Higher-impact conditions drive PAC growth
The top five clinical conditions discharged to PAC facilities and home health account for 34% of total post-acute discharges, highlighting the concentration of demand within a relatively small set of diagnoses. Most of these conditions represent common, morbid illnesses among older adults, for whom advancing age strongly correlates with both the likelihood of requiring PAC and the intensity of post-acute support. Overlap in leading conditions across PAC facilities and home health is expected, since discharge planning first determines the need for post-acute care before selecting the care setting.
Among these conditions, septicemia represents the largest share of discharges to both PAC facilities and home health, and it is associated with higher ALOS and readmission rates prior to discharge. Notably, four of the top five conditions exhibit higherthan-average readmission rates—with hip and femur fracture as the exception—highlighting the burden of medical conditions rather than procedural episodes within post-acute pathways.
Looking ahead, these same high-impact clinical conditions are projected to grow at faster rates than overall inpatient services over the next decade. This suggests that future post-acute growth will be driven by increasing volume and complexity within already dominant conditions.
As patients enter PAC from a wide range of upstream settings, not solely after hospital inpatient stays, it is critical to look beyond the clinical conditions for IP utilization that led to PAC services. To explore the upstream encounters, clinical conditions were analyzed by Sg2 CARE Family for skilled nursing facility (SNF) and hospice stays.
The CARE Families highlighted in Table 5 are the only ones that also rank among the top clinical conditions shown in Table 4, underscoring the limited overlap between discharge-driven and upstream PAC demand.

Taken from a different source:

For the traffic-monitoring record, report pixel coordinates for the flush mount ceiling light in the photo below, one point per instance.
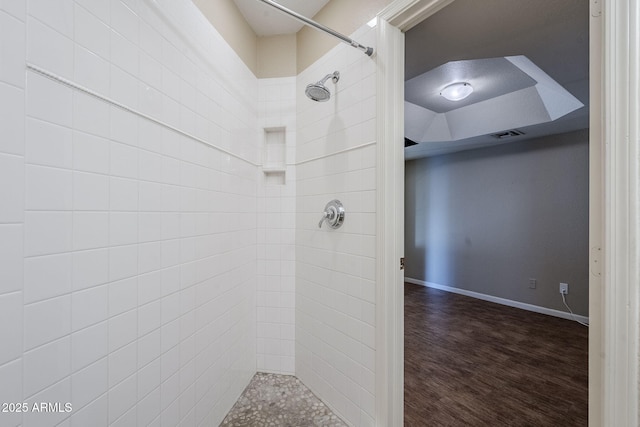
(457, 91)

Collectively, the top five CARE Families account for just 14% of SNF stays and 22% of hospice stays, which emphasizes the broad range of clinical conditions supported by post-acute care services.
Why it matters
Integrated insights across multiple data sources reveal outcomes from the inpatient to post-acute care transition that, if unaddressed, will negatively affect clinical performance and exacerbate both inpatient and PAC capacity constraints. As health systems reexamine their PAC strategies, several considerations emerge:
- Improved consistency and quality across the System of CARE remain critical given the high utilization, readmissions and mortality observed among patients moving to and from post-acute care.
- Targeting high-impact clinical conditions will be essential to manage future post-acute demand and outcomes, as these conditions span both PAC facilities and home health and are projected to grow faster than overall PAC volume.
- Septicemia drives disproportionate post-acute utilization, reflecting high acuity, long stays and increased discharges as the population ages and medical complexity rises. While improvements in early detection and outcome management may temper length of stay, rising discharges will continue to increase pressure on post-acute and home health services.
- Risk-prediction artificial intelligence and remote patient monitoring will increasingly shape home health delivery, enabling earlier identification of declining patient condition and more proactive intervention. Health systems should evaluate these capabilities and partnership opportunities as part of a broader PAC strategy.
- Operational misalignment at the inpatient to post-acute care transition can create bottlenecks that increase readmissions and cost, underscoring the need for payer strategies aligned with improved post-discharge outcomes.